Хуже всего то, что, наслушавшись этих приглашений, а еще больше насмотревшись на их осуществление, и сам мало-помалу привыкаешь к ним. Сначала скажешь себе: а что, в самом деле, ведь нельзя же в благоустроенном обществе без сердцеведцев! Ведь это в своем роде необходимость… печальная, но все-таки необходимость! А потом, помаленьку да полегоньку, и свое собственное сердце начнешь с таким расчетом располагать, чтоб оно во всякое время представляло открытую книгу: смотри и читай!
Приливы предупредительно-пресекательного энтузиазма, во время которых сердце человеческое, так сказать, само собой летит навстречу околоточному, до такой степени вошли в наши нравы, что сделались одною из самых обыкновенных обрядностей нашего существования. Мы так мало верим в себя, что даже не пытаемся искать защиты в самих себе, а прямо вопием: господа сердцеведцы! милости просим! Очевидно, мы сами в этом контроле видим единственное средство обелить себя не только в глазах любопытствующих, но и в своих собственных…

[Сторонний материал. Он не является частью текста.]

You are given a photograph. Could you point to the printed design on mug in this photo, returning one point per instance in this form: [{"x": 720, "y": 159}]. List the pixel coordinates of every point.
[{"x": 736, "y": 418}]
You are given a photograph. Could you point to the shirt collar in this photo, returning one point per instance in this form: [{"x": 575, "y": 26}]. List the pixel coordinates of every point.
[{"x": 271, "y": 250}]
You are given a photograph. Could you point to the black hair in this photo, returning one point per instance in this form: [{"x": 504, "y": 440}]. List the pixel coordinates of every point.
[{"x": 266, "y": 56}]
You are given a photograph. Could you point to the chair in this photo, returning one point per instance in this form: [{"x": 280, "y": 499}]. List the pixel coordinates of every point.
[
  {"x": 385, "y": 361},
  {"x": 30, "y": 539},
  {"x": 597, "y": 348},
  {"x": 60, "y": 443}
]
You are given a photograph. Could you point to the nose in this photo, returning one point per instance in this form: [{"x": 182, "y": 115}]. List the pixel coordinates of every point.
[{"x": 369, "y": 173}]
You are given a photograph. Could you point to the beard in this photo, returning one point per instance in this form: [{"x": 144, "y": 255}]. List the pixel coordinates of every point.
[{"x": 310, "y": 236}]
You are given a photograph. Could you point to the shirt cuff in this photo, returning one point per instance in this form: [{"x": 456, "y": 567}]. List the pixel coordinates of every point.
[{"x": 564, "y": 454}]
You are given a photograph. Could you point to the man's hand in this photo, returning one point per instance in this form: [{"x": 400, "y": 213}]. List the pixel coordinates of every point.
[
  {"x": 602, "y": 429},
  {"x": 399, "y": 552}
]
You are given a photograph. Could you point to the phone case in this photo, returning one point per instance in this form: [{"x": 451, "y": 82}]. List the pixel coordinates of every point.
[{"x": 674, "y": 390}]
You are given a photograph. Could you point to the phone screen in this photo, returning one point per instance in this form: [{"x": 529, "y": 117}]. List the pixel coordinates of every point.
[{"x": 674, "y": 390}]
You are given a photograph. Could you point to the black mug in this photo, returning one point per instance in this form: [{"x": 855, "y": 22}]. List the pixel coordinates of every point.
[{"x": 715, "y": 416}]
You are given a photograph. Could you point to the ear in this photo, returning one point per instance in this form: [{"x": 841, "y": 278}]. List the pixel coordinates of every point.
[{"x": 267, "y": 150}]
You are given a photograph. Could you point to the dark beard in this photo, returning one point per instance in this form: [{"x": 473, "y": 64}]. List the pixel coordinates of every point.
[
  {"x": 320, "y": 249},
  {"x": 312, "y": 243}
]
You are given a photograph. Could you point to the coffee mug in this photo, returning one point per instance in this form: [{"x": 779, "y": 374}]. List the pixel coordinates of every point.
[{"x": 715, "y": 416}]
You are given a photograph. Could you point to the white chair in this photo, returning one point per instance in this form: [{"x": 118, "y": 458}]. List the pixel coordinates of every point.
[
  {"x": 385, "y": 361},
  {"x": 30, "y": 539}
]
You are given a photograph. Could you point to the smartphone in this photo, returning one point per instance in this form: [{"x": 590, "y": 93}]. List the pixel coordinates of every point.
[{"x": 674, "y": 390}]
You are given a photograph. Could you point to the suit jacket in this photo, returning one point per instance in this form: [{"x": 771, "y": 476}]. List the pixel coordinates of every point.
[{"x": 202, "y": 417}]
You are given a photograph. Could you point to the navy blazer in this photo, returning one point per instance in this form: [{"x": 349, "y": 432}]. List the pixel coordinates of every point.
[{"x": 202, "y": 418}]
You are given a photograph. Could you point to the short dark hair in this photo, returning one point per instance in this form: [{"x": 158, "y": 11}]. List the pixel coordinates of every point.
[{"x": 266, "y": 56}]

Само собой разумеется, что я лично ничего против приливов этого рода не имею. Напротив того, я в этом случае даже привередлив: сам и страницы помогаю перевертывать, потому что ведь у него, у сердцеведца, пальцы-то черт знает в чем перепачканы… Но, говоря по совести, все-таки не могу скрыть, что любители подобного чтения подчас бывают очень для подлежащего прочтению человека неприятны. Причина тому простая: в человеческом сердце не одни дела до благоустройства и благочиния относящиеся, написаны, но есть кое-что и другое. И вот когда начинают добираться до этого «другого», то, по мнению моему, это уже представляется равносильным вторжению в район чужого ведомства. Все равно как при обыске или прочтении писем частных лиц. Я знаю, конечно, что ежели у меня «искомого» ничего нет, то и опасаться мне нечего; но, к сожалению, кроме «искомого», у меня может оказаться и нечто «неискомое». Это «неискомое» я имел слабость считать своею личною неприкосновенною тайностью, и вдруг на него глянул глазок-смотрок. «Помнишь ли, милый друг, как ты, как я…» — кажется, в этом ничего нет «искомого»? А между тем когда это «неискомое» делается обретенным, то чувствуется ужасная, почти несносная неловкость. Сначала думается: «вот оно какое дело случилось!», а потом думается и еще: «эх, руки-то коротки!..» Право, с ума сойти можно… И сходят.